Advertisement

Spencer Tracy retrospective at Billy Wilder Theater

Share

There are plenty of usual suspects in the UCLA Film & Television Archive’s expansive three-month Spencer Tracy film retrospective. Titled “That Natural Thing,” the festival opens Saturday evening at the Billy Wilder Theater in Westwood with Tracy’s 1960 drama, “Inherit the Wind,” directed by Stanley Kramer, which brought the actor an Oscar nomination as an attorney based on Clarence Darrow.

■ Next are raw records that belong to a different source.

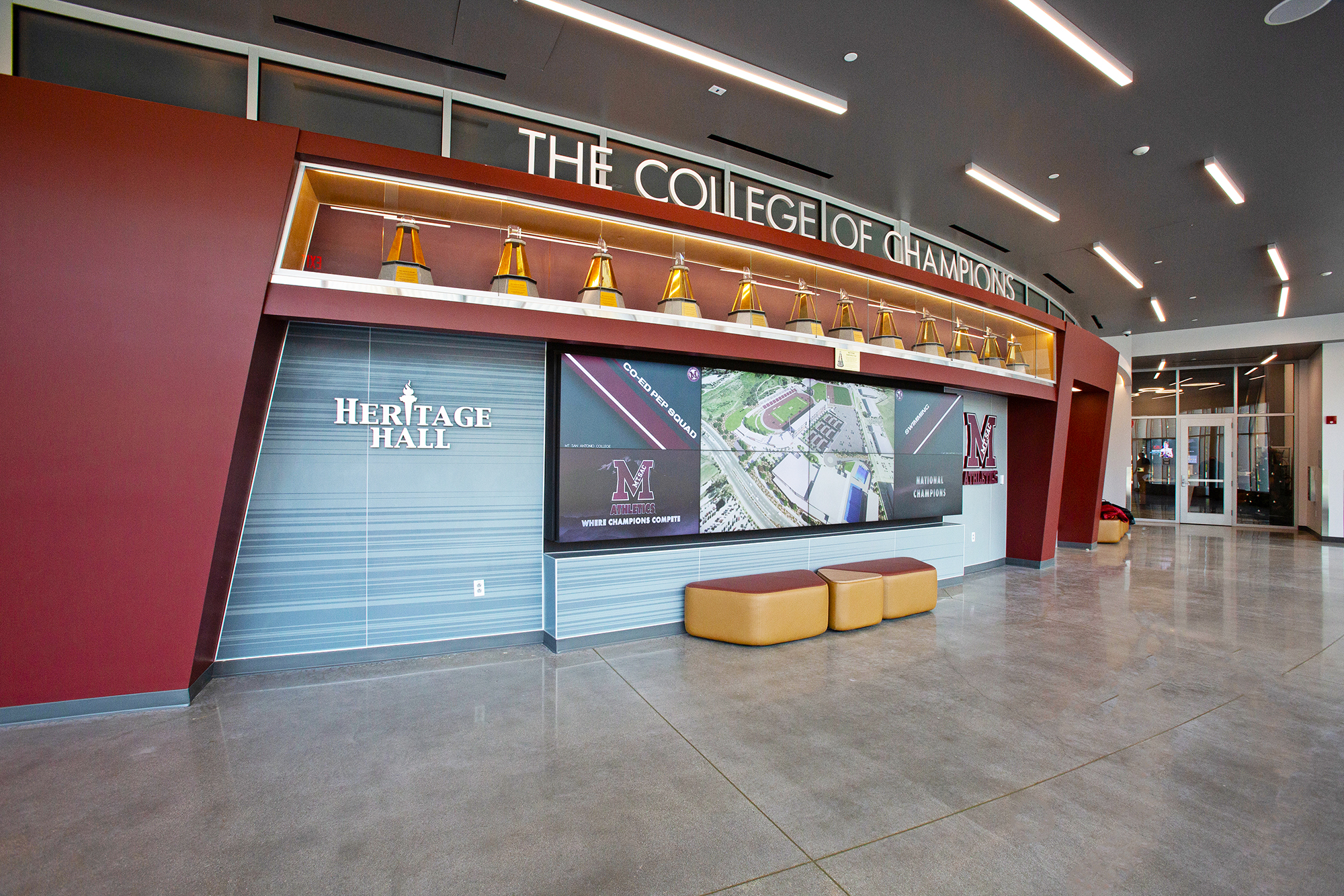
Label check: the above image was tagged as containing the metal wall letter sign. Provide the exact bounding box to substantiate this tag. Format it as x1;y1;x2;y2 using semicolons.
333;380;491;449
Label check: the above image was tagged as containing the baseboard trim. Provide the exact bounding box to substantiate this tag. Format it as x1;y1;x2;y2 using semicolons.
187;662;215;700
542;622;685;653
0;688;191;725
212;630;544;678
968;557;1008;584
1004;557;1055;570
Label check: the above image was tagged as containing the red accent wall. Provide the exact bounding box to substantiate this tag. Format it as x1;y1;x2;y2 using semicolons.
0;77;298;705
1008;324;1120;563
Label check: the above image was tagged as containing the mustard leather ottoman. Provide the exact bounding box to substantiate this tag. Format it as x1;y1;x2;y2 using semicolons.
817;567;883;631
685;570;829;646
831;557;938;619
1097;520;1129;544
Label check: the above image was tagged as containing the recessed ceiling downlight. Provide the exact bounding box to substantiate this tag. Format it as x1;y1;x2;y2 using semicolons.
1265;0;1331;26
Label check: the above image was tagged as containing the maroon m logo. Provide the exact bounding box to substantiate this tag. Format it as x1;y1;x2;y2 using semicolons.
961;414;999;470
612;461;653;501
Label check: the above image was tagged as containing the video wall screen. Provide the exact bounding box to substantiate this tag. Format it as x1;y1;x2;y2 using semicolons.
555;355;962;541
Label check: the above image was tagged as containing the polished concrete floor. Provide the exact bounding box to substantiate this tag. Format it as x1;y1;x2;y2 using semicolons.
0;525;1344;896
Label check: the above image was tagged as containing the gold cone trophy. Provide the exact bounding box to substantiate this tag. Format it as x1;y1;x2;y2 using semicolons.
784;279;824;336
827;289;863;343
868;302;906;349
491;224;536;296
579;239;625;308
914;309;948;357
378;218;434;283
1008;333;1028;373
659;253;700;317
728;267;770;326
952;317;980;364
980;326;1004;369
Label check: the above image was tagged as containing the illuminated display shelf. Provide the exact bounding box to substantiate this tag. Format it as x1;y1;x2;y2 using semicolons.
271;163;1055;384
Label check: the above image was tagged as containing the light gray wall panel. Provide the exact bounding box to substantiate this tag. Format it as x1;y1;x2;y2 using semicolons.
943;390;1008;566
555;548;700;638
218;324;546;660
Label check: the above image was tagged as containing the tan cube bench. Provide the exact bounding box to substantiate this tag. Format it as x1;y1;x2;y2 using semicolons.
817;567;883;631
1097;520;1129;544
831;557;938;619
685;570;829;646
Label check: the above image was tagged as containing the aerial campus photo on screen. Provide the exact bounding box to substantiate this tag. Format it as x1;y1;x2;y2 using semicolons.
700;368;895;532
555;355;964;541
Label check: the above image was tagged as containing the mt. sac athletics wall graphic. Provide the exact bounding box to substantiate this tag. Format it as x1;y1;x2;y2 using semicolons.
961;412;999;485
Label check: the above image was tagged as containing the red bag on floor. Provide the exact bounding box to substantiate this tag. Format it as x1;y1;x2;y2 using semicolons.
1101;501;1134;525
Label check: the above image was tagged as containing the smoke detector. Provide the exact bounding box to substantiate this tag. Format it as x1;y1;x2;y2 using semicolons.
1265;0;1331;26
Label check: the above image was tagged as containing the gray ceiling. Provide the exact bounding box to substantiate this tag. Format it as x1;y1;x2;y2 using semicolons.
92;0;1344;336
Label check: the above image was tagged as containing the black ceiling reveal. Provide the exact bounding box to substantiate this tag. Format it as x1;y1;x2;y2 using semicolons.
1046;274;1074;296
710;134;835;180
273;16;505;81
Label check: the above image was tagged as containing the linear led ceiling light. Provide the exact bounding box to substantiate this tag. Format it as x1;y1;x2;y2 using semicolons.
1204;156;1246;206
1008;0;1134;87
966;163;1059;223
1093;243;1144;289
527;0;849;116
1265;243;1288;283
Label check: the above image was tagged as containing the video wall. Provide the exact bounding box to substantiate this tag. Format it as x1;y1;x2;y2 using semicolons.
555;355;962;541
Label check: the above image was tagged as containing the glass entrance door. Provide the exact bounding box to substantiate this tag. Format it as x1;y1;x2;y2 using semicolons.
1176;414;1236;525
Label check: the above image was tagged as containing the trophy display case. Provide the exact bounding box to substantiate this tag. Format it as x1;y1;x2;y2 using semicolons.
276;163;1055;382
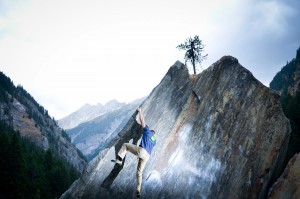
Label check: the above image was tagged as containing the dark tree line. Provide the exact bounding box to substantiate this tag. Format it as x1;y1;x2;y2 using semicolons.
0;122;79;199
270;48;300;163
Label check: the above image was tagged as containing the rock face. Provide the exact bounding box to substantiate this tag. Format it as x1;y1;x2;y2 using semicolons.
268;154;300;199
61;56;290;199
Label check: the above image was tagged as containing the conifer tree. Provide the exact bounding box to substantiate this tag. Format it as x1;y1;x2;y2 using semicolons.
176;35;207;74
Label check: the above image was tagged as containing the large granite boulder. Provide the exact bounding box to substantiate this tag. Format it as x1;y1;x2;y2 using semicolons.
268;154;300;199
61;56;290;199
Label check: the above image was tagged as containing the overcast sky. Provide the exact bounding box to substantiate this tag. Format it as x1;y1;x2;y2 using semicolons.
0;0;300;119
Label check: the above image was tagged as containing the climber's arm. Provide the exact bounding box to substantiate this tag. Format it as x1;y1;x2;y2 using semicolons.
136;108;146;128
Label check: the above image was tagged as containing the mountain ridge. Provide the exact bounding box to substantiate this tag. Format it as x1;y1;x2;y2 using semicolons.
61;56;290;199
58;99;125;130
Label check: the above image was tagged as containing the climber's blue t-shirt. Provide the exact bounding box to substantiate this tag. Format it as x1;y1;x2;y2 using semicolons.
140;125;156;154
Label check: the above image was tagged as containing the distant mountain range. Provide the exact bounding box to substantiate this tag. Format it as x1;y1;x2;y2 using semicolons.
58;98;145;160
58;100;126;129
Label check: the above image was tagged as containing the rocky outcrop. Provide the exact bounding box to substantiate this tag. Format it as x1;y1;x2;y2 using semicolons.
61;56;290;199
268;154;300;199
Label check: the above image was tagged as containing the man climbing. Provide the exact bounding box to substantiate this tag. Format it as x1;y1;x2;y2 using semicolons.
115;108;156;198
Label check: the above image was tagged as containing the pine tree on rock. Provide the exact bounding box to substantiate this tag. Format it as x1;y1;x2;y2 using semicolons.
176;35;207;74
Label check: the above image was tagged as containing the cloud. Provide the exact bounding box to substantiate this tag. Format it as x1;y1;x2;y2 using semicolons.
0;0;300;117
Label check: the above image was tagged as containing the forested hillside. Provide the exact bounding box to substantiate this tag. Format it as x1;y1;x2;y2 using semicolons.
0;123;79;199
270;48;300;163
0;72;86;199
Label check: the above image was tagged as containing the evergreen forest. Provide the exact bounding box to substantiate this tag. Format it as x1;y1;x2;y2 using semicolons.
0;122;79;199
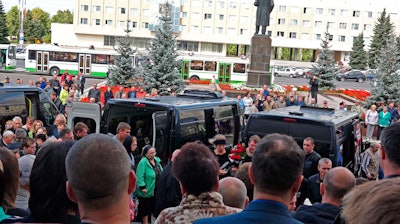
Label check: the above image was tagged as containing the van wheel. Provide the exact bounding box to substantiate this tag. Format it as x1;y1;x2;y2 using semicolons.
50;67;60;76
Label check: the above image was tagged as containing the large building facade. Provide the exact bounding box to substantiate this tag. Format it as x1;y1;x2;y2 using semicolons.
52;0;400;62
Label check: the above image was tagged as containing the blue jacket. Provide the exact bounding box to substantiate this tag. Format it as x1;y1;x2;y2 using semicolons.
194;200;301;224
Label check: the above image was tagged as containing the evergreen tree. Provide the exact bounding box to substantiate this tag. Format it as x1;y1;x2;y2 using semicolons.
313;30;335;89
0;0;10;44
107;20;136;86
350;33;367;70
367;32;400;107
368;9;393;69
138;2;184;95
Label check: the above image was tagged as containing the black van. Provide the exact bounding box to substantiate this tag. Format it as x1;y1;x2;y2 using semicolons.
243;106;359;166
0;83;60;130
67;91;241;161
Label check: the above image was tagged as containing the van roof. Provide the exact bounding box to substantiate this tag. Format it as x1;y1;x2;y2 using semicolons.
251;106;358;124
108;96;238;109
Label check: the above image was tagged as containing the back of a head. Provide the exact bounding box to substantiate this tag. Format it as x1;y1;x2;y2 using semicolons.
252;134;305;194
172;142;219;196
66;134;131;210
342;178;400;224
29;141;78;222
323;167;356;201
218;177;247;209
380;122;400;168
0;147;19;209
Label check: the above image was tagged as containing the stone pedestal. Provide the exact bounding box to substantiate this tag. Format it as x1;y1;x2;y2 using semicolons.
247;35;272;87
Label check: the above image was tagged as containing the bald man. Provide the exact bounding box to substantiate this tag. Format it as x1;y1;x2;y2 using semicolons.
218;177;249;209
293;167;356;223
154;149;182;217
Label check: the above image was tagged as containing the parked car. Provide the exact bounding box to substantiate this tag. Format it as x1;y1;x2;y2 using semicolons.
274;68;298;78
336;70;367;82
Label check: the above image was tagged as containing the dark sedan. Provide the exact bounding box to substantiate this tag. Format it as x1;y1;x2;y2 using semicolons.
336;70;367;82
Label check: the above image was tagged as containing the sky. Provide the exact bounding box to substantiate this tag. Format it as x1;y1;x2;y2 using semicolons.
1;0;75;15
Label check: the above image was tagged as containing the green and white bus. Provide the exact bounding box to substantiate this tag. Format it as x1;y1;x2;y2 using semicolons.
0;44;17;71
25;44;116;78
178;55;249;84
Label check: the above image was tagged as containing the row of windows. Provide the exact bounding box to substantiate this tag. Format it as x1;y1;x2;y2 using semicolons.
278;19;372;31
278;5;397;18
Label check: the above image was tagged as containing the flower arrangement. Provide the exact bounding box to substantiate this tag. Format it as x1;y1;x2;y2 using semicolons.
229;143;246;161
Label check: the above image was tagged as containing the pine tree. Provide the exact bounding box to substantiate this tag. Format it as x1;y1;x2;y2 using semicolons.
0;0;10;44
367;32;400;107
368;9;393;69
138;2;184;95
313;27;335;89
107;20;137;86
350;33;367;70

Over the months, cinephiles can watch the two-time Oscar-winning actor in classic films made at MGM such as 1936’s “San Francisco,” which brought him his first Academy Award nomination; 1937’s “Captains Courageous,” which earned him his first Academy Award as a colorful Portuguese fisherman, and 1938’s “Boys Town,” for which he received his second Oscar as Father Flanagan, the founder of Boys Town.

There are also renown films he made with longtime companion and frequent costar Katharine Hepburn, such as 1949’s “Adam’s Rib” and his final film, 1967’s “Guess Who’s Coming to Dinner.”

Advertisement

What sets the festival apart is the inclusion of several of the early films Tracy made at Fox before he went to MGM and superstardom in 1935.

“We saw the opportunity given the sufficient space to explore a period of a career that is too little known right now because the materials are so rare,” said archive programmer Shannon Kelley.

These films provide fascinating insight into his development as an actor.

“We take for granted his gift and his craft,” Kelley said. “But how did he come into being before he was making these works that were so cherished? There is the fun of asking yourself, ‘Do I see a glimmer of it in these works where the scripts and the casting and so forth weren’t what they would later become in those prestige pictures?’ The answer is, ‘Yes.’ You can see it but in an unallied form.”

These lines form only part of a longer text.